Similarly, FIG. 11 shows the flow field of an improved suction fan of this invention installed within a system, FIG. 12 shows the flow field of an improved blowing fan of this invention installed within a system, and FIG. 13 shows the flow field of an improved blowing fan of this invention installed outside a system. Summing up a comparison between the flow fields of FIGS. 11 and 3, FIGS. 12 and 4, and FIGS. 13 and 5, it is noticed that the result is similar to the case of comparison between the flow fields of FIGS. 10 and 2. Namely, an extra amount of intake air I₁, I₂ is sucked into the fan through the portion uncovered by frame 3 and thus a corresponding amount of air O₁ and O₂ is blown out into the system, when the fan of this invention is compared with a prior art fan installed in a similar manner in the same system. This increases the available air flow rate and improves the efficiency of heat dissipation of the system.

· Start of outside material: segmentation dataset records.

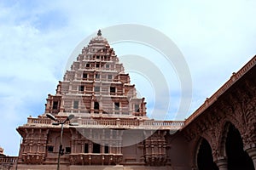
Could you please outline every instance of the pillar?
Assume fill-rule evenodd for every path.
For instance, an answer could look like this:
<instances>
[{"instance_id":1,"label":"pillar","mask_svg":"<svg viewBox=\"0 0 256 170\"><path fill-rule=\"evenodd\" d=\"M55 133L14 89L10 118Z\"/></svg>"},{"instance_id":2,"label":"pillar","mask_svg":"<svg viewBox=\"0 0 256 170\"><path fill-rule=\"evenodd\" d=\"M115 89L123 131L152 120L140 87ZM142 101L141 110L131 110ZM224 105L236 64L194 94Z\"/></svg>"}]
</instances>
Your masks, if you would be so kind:
<instances>
[{"instance_id":1,"label":"pillar","mask_svg":"<svg viewBox=\"0 0 256 170\"><path fill-rule=\"evenodd\" d=\"M228 162L225 157L218 157L217 161L215 161L215 163L218 167L218 170L228 169Z\"/></svg>"},{"instance_id":2,"label":"pillar","mask_svg":"<svg viewBox=\"0 0 256 170\"><path fill-rule=\"evenodd\" d=\"M246 151L249 155L249 156L252 158L254 169L256 169L256 147L247 149Z\"/></svg>"}]
</instances>

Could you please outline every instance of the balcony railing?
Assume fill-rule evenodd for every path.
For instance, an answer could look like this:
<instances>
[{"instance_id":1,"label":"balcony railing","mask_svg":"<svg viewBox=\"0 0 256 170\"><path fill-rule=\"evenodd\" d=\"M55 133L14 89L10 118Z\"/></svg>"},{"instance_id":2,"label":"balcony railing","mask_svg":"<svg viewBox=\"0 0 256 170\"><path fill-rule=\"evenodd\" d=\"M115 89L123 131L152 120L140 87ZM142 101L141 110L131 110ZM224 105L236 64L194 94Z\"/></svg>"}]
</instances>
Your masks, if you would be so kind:
<instances>
[{"instance_id":1,"label":"balcony railing","mask_svg":"<svg viewBox=\"0 0 256 170\"><path fill-rule=\"evenodd\" d=\"M154 121L141 119L78 119L73 118L79 127L109 128L139 128L139 129L179 129L183 126L183 121ZM50 125L53 121L46 117L27 118L28 124Z\"/></svg>"}]
</instances>

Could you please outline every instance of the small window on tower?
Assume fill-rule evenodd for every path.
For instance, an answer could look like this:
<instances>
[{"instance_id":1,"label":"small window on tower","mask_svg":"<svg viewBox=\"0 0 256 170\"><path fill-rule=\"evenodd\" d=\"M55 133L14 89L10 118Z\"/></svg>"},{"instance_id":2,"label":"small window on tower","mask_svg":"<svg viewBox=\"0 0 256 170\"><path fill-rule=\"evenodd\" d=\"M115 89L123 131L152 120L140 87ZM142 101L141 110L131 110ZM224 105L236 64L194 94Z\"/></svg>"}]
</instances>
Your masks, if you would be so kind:
<instances>
[{"instance_id":1,"label":"small window on tower","mask_svg":"<svg viewBox=\"0 0 256 170\"><path fill-rule=\"evenodd\" d=\"M99 102L94 102L94 109L95 110L99 110L100 109L100 105Z\"/></svg>"},{"instance_id":2,"label":"small window on tower","mask_svg":"<svg viewBox=\"0 0 256 170\"><path fill-rule=\"evenodd\" d=\"M66 147L66 153L70 154L71 153L71 147Z\"/></svg>"},{"instance_id":3,"label":"small window on tower","mask_svg":"<svg viewBox=\"0 0 256 170\"><path fill-rule=\"evenodd\" d=\"M53 149L54 149L53 146L47 146L47 150L48 150L49 152L53 152Z\"/></svg>"},{"instance_id":4,"label":"small window on tower","mask_svg":"<svg viewBox=\"0 0 256 170\"><path fill-rule=\"evenodd\" d=\"M58 101L54 101L53 105L52 105L52 109L58 109Z\"/></svg>"},{"instance_id":5,"label":"small window on tower","mask_svg":"<svg viewBox=\"0 0 256 170\"><path fill-rule=\"evenodd\" d=\"M100 87L99 86L94 87L94 91L95 92L99 92L100 91Z\"/></svg>"},{"instance_id":6,"label":"small window on tower","mask_svg":"<svg viewBox=\"0 0 256 170\"><path fill-rule=\"evenodd\" d=\"M108 81L112 80L112 75L108 75Z\"/></svg>"},{"instance_id":7,"label":"small window on tower","mask_svg":"<svg viewBox=\"0 0 256 170\"><path fill-rule=\"evenodd\" d=\"M109 152L108 146L105 146L104 153L108 154L108 152Z\"/></svg>"},{"instance_id":8,"label":"small window on tower","mask_svg":"<svg viewBox=\"0 0 256 170\"><path fill-rule=\"evenodd\" d=\"M89 144L84 144L84 153L89 153Z\"/></svg>"},{"instance_id":9,"label":"small window on tower","mask_svg":"<svg viewBox=\"0 0 256 170\"><path fill-rule=\"evenodd\" d=\"M114 110L119 110L120 104L119 102L114 102Z\"/></svg>"},{"instance_id":10,"label":"small window on tower","mask_svg":"<svg viewBox=\"0 0 256 170\"><path fill-rule=\"evenodd\" d=\"M84 92L84 86L79 86L79 90L80 92Z\"/></svg>"},{"instance_id":11,"label":"small window on tower","mask_svg":"<svg viewBox=\"0 0 256 170\"><path fill-rule=\"evenodd\" d=\"M88 75L87 73L83 73L83 78L87 78Z\"/></svg>"},{"instance_id":12,"label":"small window on tower","mask_svg":"<svg viewBox=\"0 0 256 170\"><path fill-rule=\"evenodd\" d=\"M73 109L79 109L79 101L73 101Z\"/></svg>"},{"instance_id":13,"label":"small window on tower","mask_svg":"<svg viewBox=\"0 0 256 170\"><path fill-rule=\"evenodd\" d=\"M140 112L139 105L134 105L135 112Z\"/></svg>"},{"instance_id":14,"label":"small window on tower","mask_svg":"<svg viewBox=\"0 0 256 170\"><path fill-rule=\"evenodd\" d=\"M96 78L96 79L99 79L99 78L100 78L100 75L95 74L95 78Z\"/></svg>"},{"instance_id":15,"label":"small window on tower","mask_svg":"<svg viewBox=\"0 0 256 170\"><path fill-rule=\"evenodd\" d=\"M115 93L115 88L110 87L110 93Z\"/></svg>"},{"instance_id":16,"label":"small window on tower","mask_svg":"<svg viewBox=\"0 0 256 170\"><path fill-rule=\"evenodd\" d=\"M93 144L92 153L96 153L96 154L101 153L101 144Z\"/></svg>"}]
</instances>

Besides increasing the air flow rate, the improved fan of this invention also reduces the vortex flow produced by the impeller tip and the air resistance of the frame, thereby diminishing the noise as the frame covers only part of the length in the axial direction outside the outer circumference of the impeller.

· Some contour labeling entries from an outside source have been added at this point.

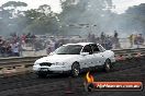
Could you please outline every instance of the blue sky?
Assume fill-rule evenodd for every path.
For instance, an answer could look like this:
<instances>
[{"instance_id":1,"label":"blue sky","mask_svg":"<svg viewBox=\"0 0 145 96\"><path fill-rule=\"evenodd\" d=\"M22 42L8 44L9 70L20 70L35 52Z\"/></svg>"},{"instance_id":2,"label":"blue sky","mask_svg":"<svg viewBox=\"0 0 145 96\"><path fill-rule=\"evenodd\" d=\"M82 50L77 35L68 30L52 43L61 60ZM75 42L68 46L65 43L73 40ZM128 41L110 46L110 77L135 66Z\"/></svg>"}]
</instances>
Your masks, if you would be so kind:
<instances>
[{"instance_id":1,"label":"blue sky","mask_svg":"<svg viewBox=\"0 0 145 96\"><path fill-rule=\"evenodd\" d=\"M12 0L0 0L0 5L5 3L7 1ZM29 9L35 9L41 4L49 4L54 12L60 12L60 3L59 0L13 0L13 1L23 1L29 4ZM145 3L145 0L112 0L115 9L113 12L123 13L129 7L138 5L141 3Z\"/></svg>"}]
</instances>

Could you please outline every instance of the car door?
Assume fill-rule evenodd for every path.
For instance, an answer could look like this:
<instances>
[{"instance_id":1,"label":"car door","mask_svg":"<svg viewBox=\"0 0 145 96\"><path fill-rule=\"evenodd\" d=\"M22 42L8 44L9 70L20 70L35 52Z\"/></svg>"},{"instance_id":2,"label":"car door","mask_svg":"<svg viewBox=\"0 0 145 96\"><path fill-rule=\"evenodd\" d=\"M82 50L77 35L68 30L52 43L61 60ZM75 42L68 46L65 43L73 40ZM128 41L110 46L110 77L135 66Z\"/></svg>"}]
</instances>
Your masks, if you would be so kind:
<instances>
[{"instance_id":1,"label":"car door","mask_svg":"<svg viewBox=\"0 0 145 96\"><path fill-rule=\"evenodd\" d=\"M85 68L90 68L93 67L93 55L92 55L92 49L90 45L86 45L82 49L82 52L89 52L89 55L87 56L82 56L83 57L83 63L85 63Z\"/></svg>"},{"instance_id":2,"label":"car door","mask_svg":"<svg viewBox=\"0 0 145 96\"><path fill-rule=\"evenodd\" d=\"M93 61L93 67L96 65L102 65L103 64L103 55L102 51L98 48L97 44L91 44L92 48L92 61Z\"/></svg>"}]
</instances>

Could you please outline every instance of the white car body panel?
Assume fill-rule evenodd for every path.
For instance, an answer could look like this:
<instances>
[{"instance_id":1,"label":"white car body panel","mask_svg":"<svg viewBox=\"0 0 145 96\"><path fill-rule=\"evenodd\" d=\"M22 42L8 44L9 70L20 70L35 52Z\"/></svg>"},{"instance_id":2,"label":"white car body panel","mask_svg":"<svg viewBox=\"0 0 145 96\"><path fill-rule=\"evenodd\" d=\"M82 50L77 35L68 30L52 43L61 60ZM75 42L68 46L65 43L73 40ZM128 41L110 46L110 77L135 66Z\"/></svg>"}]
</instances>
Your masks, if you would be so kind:
<instances>
[{"instance_id":1,"label":"white car body panel","mask_svg":"<svg viewBox=\"0 0 145 96\"><path fill-rule=\"evenodd\" d=\"M79 43L79 44L68 44L68 45L81 45L86 46L92 43ZM64 45L67 46L67 45ZM80 69L90 68L96 65L103 65L105 60L110 59L111 62L115 62L114 52L111 50L104 50L103 52L97 52L92 55L55 55L52 53L47 57L43 57L34 62L33 70L38 72L40 69L45 68L48 71L63 72L70 71L74 62L79 62ZM40 65L40 63L53 63L51 67ZM55 63L65 63L65 64L55 64Z\"/></svg>"}]
</instances>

Moreover, as can be easily seen from FIG. 9, one or more than one small gap 11 is formed between the system housing 6 and the mounting seat 4 with the washer 5 inserted therebetween. Referring again to FIG. 12, the gap 11 is helpful in supplying side airflow O₁ ' and O₂ ' out of the fan and is also helpful in inputting side airflow I₁ ' and I₂ ' into the fan, thereby obtaining circulative airflow by the airflow O₁ ' and I₁ ', or O₂ ' and I₂ ' to improve the heat dissipation effect for some elements around the frame 3.

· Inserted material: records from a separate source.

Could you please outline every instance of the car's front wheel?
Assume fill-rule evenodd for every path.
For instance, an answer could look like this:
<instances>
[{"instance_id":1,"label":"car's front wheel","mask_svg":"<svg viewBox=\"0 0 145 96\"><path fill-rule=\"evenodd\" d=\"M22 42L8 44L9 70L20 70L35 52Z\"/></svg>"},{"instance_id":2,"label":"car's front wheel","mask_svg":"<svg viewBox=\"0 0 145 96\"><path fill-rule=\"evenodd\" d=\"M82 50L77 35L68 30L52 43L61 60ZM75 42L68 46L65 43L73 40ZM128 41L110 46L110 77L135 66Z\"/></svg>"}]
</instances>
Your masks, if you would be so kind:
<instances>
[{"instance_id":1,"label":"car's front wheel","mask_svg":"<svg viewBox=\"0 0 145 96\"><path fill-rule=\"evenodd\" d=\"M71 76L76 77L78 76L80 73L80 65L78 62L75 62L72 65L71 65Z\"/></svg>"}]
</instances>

While a preferred embodiment of this invention has been described using specific terms, such description is for illustrative purpose only. For example, though the mounting seat 4 and the frame 3 are illustrated to be independent members which are fastened together, they may optionally be integrally formed. Consequently, it is to be understood that changes and variations may be made without departing from the spirit or scope of the following claims.

Claims

1. An improved construction of a fan fixed to a system housing when in use, comprising:

a mounting seat fastened to said system housing with at least one washer inserted therebetween;

a frame fastened on and around said mounting seat;

a driving device mounted on said mounting seat; and

an impeller driven by said driving device, wherein at least one gap is formed between said mounting seat and said frame, and said impeller is partially covered by said frame to provide for a side flow of air to the fan.

2. The construction of the fan according to claim 1, wherein said mounting seat and said frame are integrally formed.

3. The fan according to claim 1, wherein the frame extends from the mounting seat for only a limited axial extent so as to cover approximately one-half the thickness of the impeller blades, said approximately one-half the thickness being that axial portion of the impeller blade located closest to the mounting seat.